The Evolution of Fatherhood

The Evolution of Fatherhood

The role of a dad in the average family has changed a lot since the days of my own father, and I would argue it has changed for the better. In a world where technological breakthroughs and their impacts can be sudden and far reaching and societal attitudes have changed greatly, it’s no surprise that the role has changed along with the times.

I’m 28; so, when my own parents were bringing us up, technology was already starting to spread its manifold appendages into our lives. My brother and I had game boys, that we would play on long road trips, and computers, albeit painfully slow ones by today’s standards, that could eventually access the internet, after some frustration, via dial-up internet service. We did not have cell phones, nor did we have social media until we were already adults or close to it in the case of my brother.

Now, I have to ask myself weird questions my parents never had to think about like: “When do you give your child a cell phone? How much access to it will they be allowed? When do they get to join the messy world of social media?”

These are questions, thankfully, I have not had to dedicate much time to as my daughter is only four and mainly concerned with catching Roly Polies and playing dress-up.

We have had to think about how much time to let her spend on her tablet though, which we try to limit to long car trips and the odd treat when she’s behaving well. Technology can be a double-edged sword in this way, our daughter has a Kindle Fire made for kids that allows her to read unlimited e-books and play some educational games, but there are plenty of tools within it that can be a form of mindless escape that I don’t want her to seek as a default boredom cure as she grows.

My dad was very work-oriented, and my mother was a stay-at-home mom from the time I was quite young, so their roles were much more within what had been considered traditional for the American family with my mother being more present in my and my siblings’ day-to-day lives.

Now, I work as an editor, and my wife works as a purchasing manager at a local chemical company. Our roles look a lot more modern than what previous generations have been used to. We share the burdens and joys of parenthood much more equally.

I changed my fair share (perhaps one or two more than my fair share, though this is still heavily contested) of diapers when our daughter, Elianna, was born and took part in all of the maintenance and upkeep of parenthood and keeping a clean living space; we work as a team, splitting up tasks where we can.

For generations, it wasn’t always considered quite as normal for a father to be very deeply involved in his children’s lives. However, I could not imagine a world in which I wasn’t involved and being there for my daughter in any way possible. When it comes to my daughter, I see her as a tiny human who needs to be caught up on how far humanity has come and armed with critical thought and an education, but I also remind myself she is a temporary non-adult. Meaning, I want to make sure I set her up to be as happy, educated and capable as possible to handle the unknowns of an ever-shifting world.

But childhood is all about balancing the education and tiny human raising portion of their lives with just having fun. So, I take her for Daddy-Daughter lunches in downtown Valpo, bring her on train rides to Chicago to visit the Shedd Aquarium and other fun places and let her dress up as Galadriel of Lord of the Rings fame (she likes elves and their pointy ears just a little).

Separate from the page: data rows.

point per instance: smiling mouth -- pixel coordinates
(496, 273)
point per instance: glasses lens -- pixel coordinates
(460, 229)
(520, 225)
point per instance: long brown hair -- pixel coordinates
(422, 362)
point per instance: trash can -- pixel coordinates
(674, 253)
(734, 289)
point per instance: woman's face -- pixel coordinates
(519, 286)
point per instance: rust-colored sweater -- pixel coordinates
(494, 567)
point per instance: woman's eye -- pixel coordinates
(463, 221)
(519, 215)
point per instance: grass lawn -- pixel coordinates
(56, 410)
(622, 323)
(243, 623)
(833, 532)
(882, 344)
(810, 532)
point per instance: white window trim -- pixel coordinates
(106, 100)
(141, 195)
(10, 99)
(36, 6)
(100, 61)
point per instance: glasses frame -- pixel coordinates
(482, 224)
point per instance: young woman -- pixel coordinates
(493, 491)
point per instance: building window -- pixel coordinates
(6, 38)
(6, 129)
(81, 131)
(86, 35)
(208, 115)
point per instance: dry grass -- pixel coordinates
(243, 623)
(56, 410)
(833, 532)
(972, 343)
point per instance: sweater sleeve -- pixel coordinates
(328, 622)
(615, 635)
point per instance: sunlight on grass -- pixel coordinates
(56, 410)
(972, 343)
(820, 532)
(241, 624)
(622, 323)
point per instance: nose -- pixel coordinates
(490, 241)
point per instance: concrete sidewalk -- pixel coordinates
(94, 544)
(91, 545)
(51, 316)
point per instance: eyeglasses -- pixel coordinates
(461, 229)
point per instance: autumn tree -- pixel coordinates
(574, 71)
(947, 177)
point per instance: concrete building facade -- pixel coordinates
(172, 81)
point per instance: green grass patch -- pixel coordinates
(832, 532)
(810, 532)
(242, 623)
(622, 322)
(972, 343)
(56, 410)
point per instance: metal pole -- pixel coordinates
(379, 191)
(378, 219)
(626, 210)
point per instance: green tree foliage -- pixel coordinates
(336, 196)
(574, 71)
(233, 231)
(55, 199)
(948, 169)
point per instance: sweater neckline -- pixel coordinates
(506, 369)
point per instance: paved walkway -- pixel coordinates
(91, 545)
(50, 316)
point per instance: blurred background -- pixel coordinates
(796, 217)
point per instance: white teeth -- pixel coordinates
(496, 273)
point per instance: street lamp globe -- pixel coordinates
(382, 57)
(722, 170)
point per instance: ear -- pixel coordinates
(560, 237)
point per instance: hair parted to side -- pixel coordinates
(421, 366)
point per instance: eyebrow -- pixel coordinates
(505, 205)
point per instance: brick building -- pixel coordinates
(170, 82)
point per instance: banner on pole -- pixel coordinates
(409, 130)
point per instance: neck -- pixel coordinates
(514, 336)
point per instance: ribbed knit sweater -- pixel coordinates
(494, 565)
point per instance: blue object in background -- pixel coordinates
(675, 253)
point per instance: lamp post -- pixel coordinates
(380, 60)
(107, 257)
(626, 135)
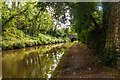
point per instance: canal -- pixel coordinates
(32, 62)
(55, 61)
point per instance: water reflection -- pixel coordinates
(33, 62)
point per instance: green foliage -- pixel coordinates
(17, 39)
(110, 56)
(28, 24)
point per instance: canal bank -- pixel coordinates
(79, 62)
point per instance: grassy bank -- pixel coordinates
(14, 39)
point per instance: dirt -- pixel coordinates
(79, 62)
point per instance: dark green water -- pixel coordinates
(32, 62)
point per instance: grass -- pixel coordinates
(14, 39)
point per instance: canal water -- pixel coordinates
(32, 62)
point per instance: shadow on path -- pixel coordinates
(79, 62)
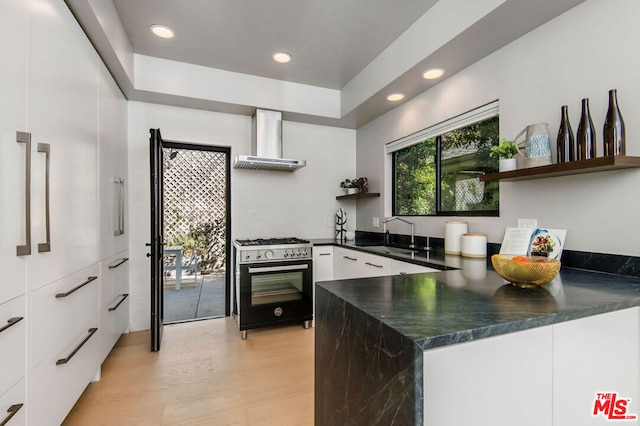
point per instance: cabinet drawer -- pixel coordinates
(402, 268)
(58, 309)
(12, 343)
(12, 405)
(56, 386)
(114, 279)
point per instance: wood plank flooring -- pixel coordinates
(204, 375)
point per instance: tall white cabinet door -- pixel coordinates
(62, 97)
(13, 51)
(112, 143)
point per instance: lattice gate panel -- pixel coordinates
(195, 191)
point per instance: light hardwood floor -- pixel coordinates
(204, 374)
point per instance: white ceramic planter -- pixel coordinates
(507, 164)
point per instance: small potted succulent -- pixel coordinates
(350, 185)
(505, 151)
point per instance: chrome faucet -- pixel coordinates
(386, 232)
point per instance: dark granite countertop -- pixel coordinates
(433, 259)
(442, 308)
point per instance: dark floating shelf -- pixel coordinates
(592, 165)
(358, 195)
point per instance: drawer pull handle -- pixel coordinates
(67, 359)
(115, 265)
(45, 247)
(10, 322)
(124, 296)
(25, 250)
(11, 411)
(66, 293)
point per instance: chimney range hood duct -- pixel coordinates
(266, 145)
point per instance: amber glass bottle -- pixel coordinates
(613, 132)
(565, 144)
(586, 137)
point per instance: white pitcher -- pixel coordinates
(537, 145)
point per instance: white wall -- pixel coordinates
(581, 54)
(263, 203)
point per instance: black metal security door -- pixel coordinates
(157, 239)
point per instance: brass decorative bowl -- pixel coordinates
(525, 271)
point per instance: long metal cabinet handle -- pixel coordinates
(120, 262)
(279, 268)
(86, 339)
(120, 227)
(25, 250)
(124, 296)
(65, 294)
(46, 246)
(11, 411)
(10, 322)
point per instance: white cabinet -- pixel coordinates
(500, 381)
(356, 264)
(112, 184)
(58, 97)
(13, 410)
(322, 263)
(13, 348)
(402, 268)
(13, 39)
(543, 376)
(593, 355)
(62, 87)
(114, 304)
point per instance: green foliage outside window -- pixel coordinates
(463, 158)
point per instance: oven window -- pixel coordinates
(274, 288)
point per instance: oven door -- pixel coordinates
(274, 292)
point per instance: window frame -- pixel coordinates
(436, 131)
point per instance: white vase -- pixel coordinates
(507, 164)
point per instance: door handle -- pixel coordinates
(46, 246)
(25, 250)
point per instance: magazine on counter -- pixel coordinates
(534, 242)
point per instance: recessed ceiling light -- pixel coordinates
(433, 73)
(281, 57)
(162, 31)
(395, 97)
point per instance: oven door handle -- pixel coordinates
(278, 268)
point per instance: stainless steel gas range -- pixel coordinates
(273, 282)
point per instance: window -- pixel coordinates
(437, 171)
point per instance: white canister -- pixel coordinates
(474, 245)
(453, 230)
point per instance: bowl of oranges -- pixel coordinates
(525, 271)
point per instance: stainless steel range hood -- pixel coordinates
(266, 145)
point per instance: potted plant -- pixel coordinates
(505, 151)
(350, 185)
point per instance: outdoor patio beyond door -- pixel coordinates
(196, 229)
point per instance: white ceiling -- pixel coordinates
(353, 52)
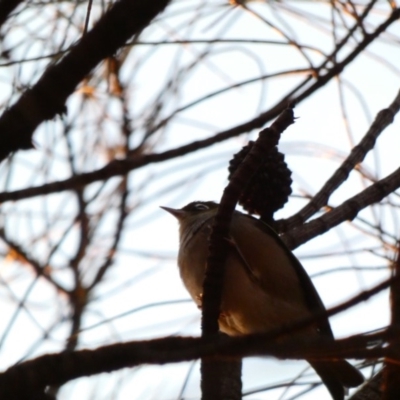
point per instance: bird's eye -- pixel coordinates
(201, 206)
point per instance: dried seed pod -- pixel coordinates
(269, 188)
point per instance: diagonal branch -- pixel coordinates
(47, 97)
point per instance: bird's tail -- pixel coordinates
(337, 376)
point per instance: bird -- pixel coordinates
(264, 284)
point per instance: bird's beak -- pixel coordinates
(176, 212)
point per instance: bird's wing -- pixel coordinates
(273, 266)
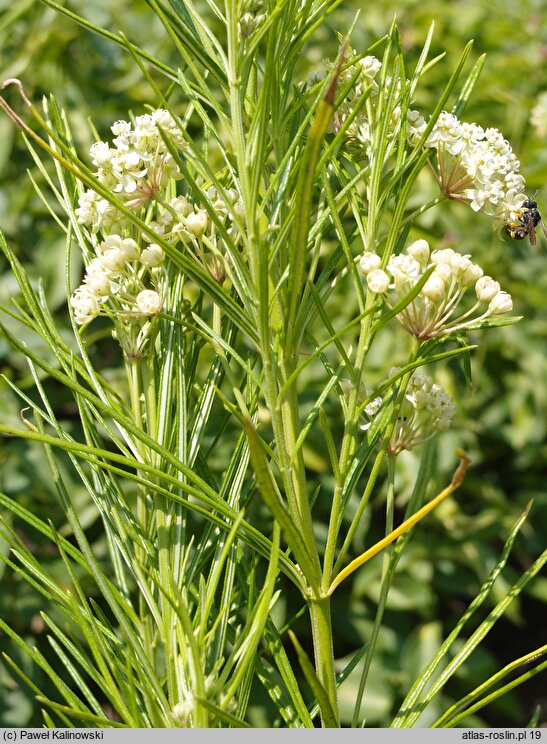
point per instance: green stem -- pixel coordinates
(387, 577)
(320, 617)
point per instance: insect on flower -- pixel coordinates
(528, 217)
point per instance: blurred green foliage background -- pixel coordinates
(502, 415)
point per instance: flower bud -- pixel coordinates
(378, 281)
(486, 288)
(113, 259)
(98, 282)
(369, 261)
(148, 302)
(152, 256)
(434, 288)
(500, 304)
(85, 305)
(196, 223)
(419, 250)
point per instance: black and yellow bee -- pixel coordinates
(528, 219)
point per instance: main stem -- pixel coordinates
(321, 626)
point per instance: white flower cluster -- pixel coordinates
(426, 410)
(474, 165)
(435, 309)
(123, 274)
(136, 168)
(180, 221)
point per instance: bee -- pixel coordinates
(527, 220)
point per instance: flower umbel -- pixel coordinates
(426, 411)
(436, 311)
(474, 165)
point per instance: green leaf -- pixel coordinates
(315, 684)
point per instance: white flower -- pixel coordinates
(370, 66)
(152, 256)
(148, 302)
(85, 304)
(434, 288)
(486, 288)
(419, 250)
(99, 283)
(500, 304)
(404, 269)
(435, 309)
(426, 411)
(474, 164)
(196, 223)
(378, 281)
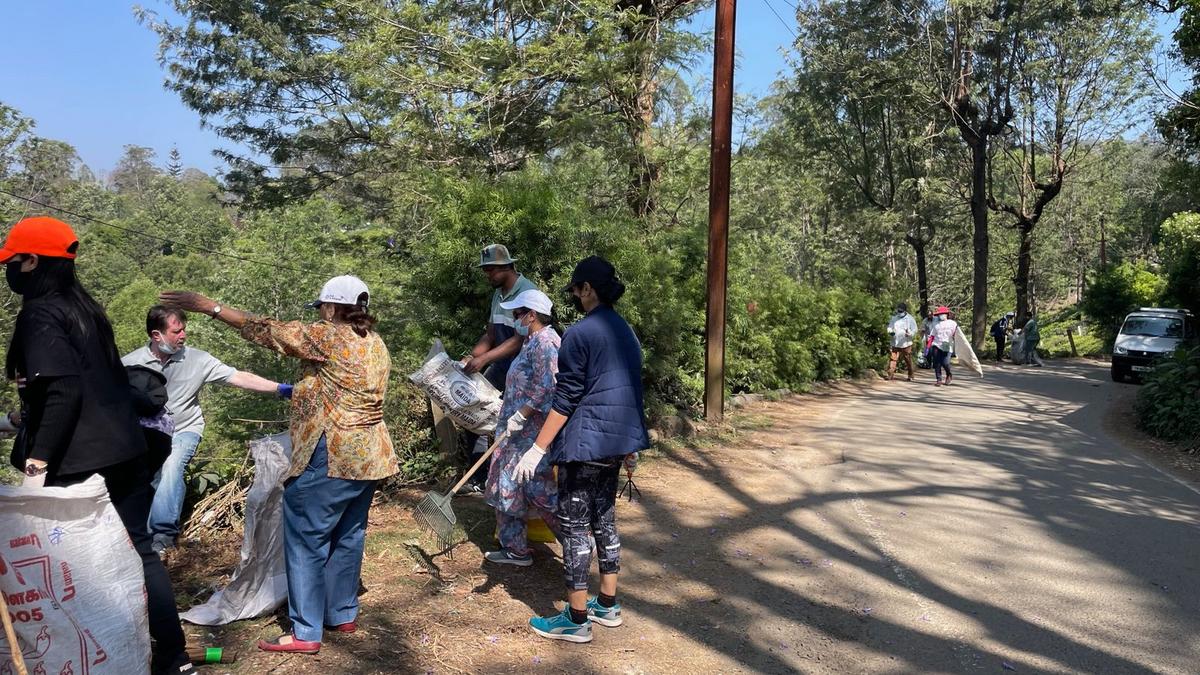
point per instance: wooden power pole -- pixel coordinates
(719, 210)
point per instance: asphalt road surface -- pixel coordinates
(987, 526)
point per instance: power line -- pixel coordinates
(159, 238)
(781, 18)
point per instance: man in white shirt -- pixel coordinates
(187, 370)
(901, 328)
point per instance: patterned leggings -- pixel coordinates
(514, 530)
(587, 505)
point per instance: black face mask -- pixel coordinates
(17, 280)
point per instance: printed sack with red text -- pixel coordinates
(72, 581)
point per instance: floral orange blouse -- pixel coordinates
(343, 378)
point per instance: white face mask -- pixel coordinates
(167, 348)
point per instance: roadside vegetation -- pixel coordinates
(396, 139)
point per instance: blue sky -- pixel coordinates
(87, 72)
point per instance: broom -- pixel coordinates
(433, 512)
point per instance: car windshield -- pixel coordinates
(1153, 327)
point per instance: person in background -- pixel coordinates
(1032, 336)
(187, 370)
(79, 417)
(927, 336)
(942, 344)
(1000, 332)
(499, 344)
(340, 451)
(528, 394)
(901, 328)
(595, 422)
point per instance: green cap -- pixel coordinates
(495, 255)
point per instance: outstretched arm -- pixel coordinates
(252, 382)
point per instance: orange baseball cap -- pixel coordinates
(42, 236)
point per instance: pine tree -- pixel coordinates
(174, 163)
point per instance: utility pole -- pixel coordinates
(719, 210)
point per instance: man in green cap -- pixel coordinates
(499, 345)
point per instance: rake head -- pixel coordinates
(436, 517)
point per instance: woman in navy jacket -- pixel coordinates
(595, 422)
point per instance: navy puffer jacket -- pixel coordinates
(599, 390)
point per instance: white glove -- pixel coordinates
(516, 423)
(528, 464)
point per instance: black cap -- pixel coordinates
(594, 270)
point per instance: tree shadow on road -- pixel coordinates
(1081, 500)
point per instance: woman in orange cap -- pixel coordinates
(78, 418)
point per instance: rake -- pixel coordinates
(433, 512)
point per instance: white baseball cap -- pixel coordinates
(345, 290)
(533, 299)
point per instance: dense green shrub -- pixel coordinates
(1169, 404)
(1089, 342)
(1180, 251)
(1115, 291)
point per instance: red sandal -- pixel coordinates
(294, 646)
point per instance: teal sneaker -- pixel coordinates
(607, 616)
(561, 627)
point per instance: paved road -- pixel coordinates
(1014, 530)
(988, 526)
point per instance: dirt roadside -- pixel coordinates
(460, 615)
(715, 578)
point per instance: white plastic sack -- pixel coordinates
(469, 400)
(1018, 348)
(259, 583)
(966, 353)
(73, 583)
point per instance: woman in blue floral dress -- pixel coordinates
(528, 393)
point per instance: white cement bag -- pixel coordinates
(73, 583)
(259, 583)
(966, 353)
(469, 400)
(1018, 348)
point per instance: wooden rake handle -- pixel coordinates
(478, 464)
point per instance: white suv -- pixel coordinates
(1147, 335)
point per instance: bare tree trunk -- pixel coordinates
(1024, 263)
(918, 246)
(979, 242)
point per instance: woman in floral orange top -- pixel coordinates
(340, 451)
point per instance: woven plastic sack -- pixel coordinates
(259, 583)
(469, 400)
(72, 581)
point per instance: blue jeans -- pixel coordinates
(941, 362)
(169, 487)
(324, 531)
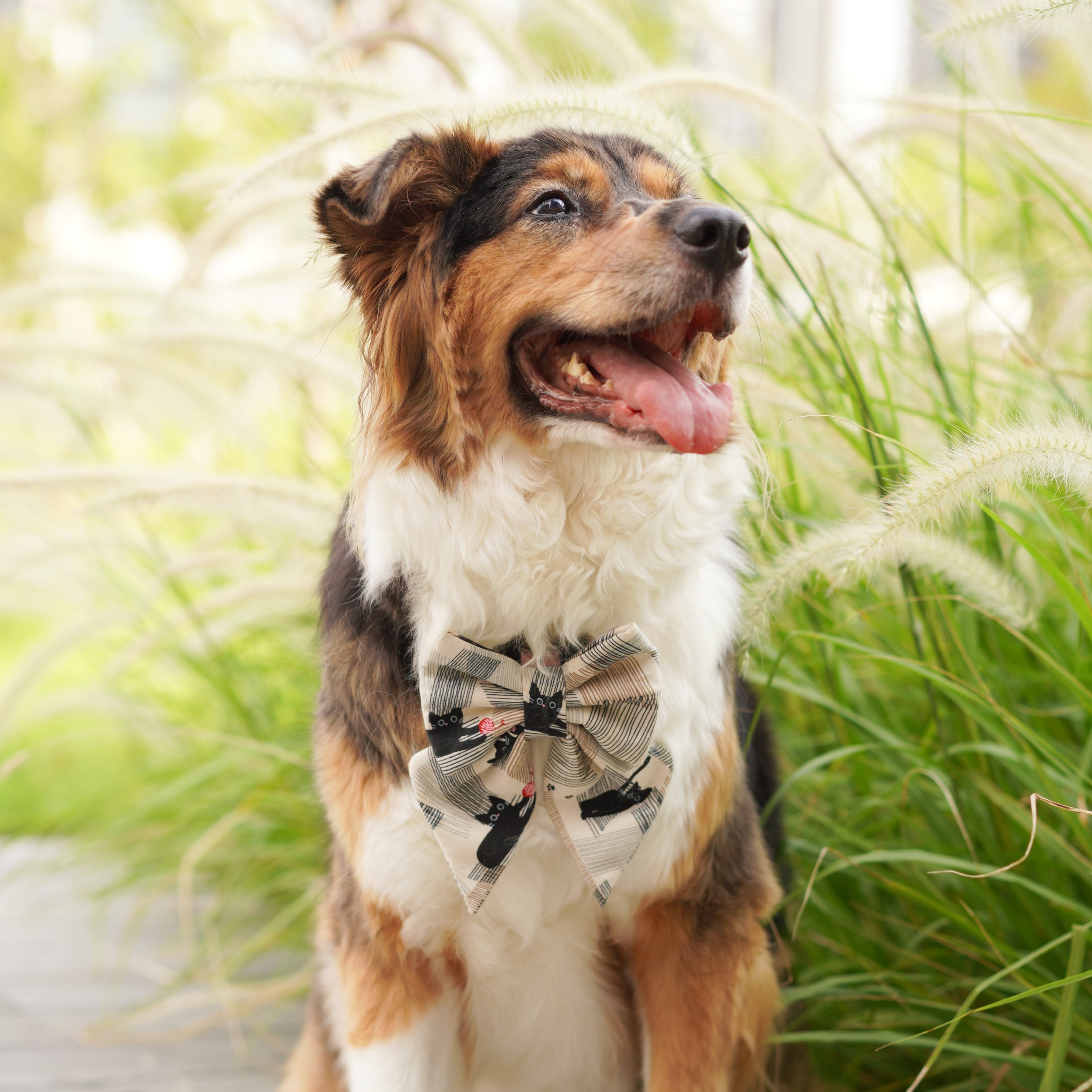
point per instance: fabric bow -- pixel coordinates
(603, 778)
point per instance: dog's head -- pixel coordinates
(561, 288)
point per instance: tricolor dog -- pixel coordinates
(547, 871)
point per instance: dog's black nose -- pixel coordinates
(716, 236)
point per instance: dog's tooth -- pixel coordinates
(575, 367)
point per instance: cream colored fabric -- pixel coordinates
(604, 778)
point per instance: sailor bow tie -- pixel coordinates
(603, 778)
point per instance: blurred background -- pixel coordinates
(178, 383)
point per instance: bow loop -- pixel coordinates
(604, 778)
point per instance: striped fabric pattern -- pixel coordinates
(603, 779)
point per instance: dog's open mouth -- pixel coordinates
(635, 383)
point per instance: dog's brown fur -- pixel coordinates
(694, 968)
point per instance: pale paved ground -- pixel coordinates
(66, 964)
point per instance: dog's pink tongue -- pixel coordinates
(689, 414)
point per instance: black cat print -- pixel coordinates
(604, 777)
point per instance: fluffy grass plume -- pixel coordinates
(1049, 16)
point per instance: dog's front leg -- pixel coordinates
(706, 985)
(394, 1013)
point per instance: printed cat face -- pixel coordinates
(506, 823)
(443, 722)
(543, 712)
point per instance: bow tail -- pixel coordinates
(603, 818)
(478, 814)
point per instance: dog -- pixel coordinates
(546, 453)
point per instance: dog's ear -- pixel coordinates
(381, 217)
(385, 221)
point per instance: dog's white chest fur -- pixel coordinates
(562, 546)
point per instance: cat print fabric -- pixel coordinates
(603, 779)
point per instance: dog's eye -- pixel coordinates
(553, 204)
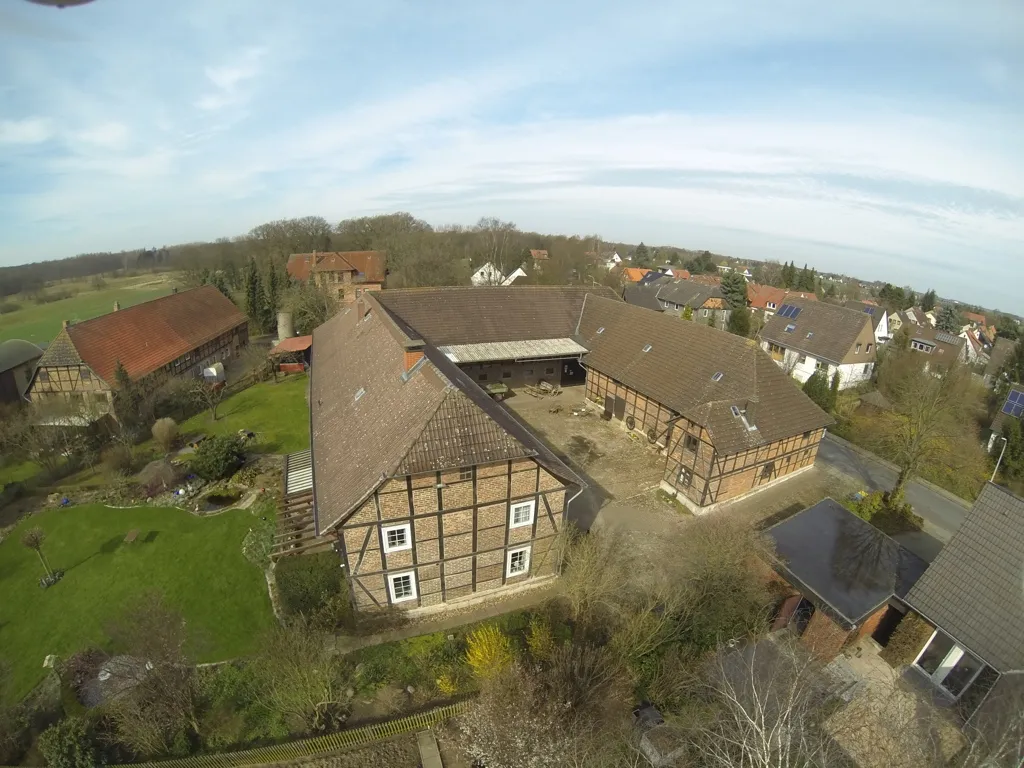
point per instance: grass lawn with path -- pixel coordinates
(197, 563)
(276, 412)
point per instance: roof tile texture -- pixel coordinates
(974, 590)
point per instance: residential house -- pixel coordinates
(173, 336)
(17, 360)
(347, 274)
(433, 492)
(431, 489)
(767, 299)
(942, 348)
(1003, 348)
(807, 336)
(1013, 408)
(972, 596)
(707, 303)
(879, 315)
(488, 274)
(843, 579)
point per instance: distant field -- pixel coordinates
(40, 323)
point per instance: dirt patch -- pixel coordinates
(396, 753)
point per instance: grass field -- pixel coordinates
(275, 411)
(40, 323)
(197, 563)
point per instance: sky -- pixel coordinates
(882, 139)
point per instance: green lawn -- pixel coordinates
(41, 323)
(196, 562)
(275, 411)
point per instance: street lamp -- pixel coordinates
(999, 460)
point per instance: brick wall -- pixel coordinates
(460, 532)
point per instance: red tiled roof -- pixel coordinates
(146, 337)
(634, 273)
(295, 344)
(371, 264)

We take our dog, Perry, for walks together and talk about all kinds of things from the curious to the serious to the just plain silly. We hunt for bugs together, which is usually just her running around yelling, “Daddy, lift up this rock!” Also, every Sunday we do “Documentary Sunday” which is something I started from the time she was very young where we get our breakfast and sit down in the living room as a family to watch a documentary on dinosaurs, whales, fossils, astronomy or whatever topic catches our fancy that day.

I encourage her to try things that in the past may have been considered by some to be “boy stuff” like space, science, history and nerdy things like watching Star Wars (fast-forwarding through the scary parts of course) and reading our illustrated version of The Hobbit with her at night. She still gets her “princess time” to dress up and be fancy, but it’s important to me to balance it out with fun and interesting stuff that shouldn’t have a gender barrier in the first place.

In the end, being a dad to me just means giving your kid every opportunity you can, which is something most parents have always striven for, but going that extra step to be as involved as possible in their lives while allowing for and encouraging independence in an increasingly dynamic world.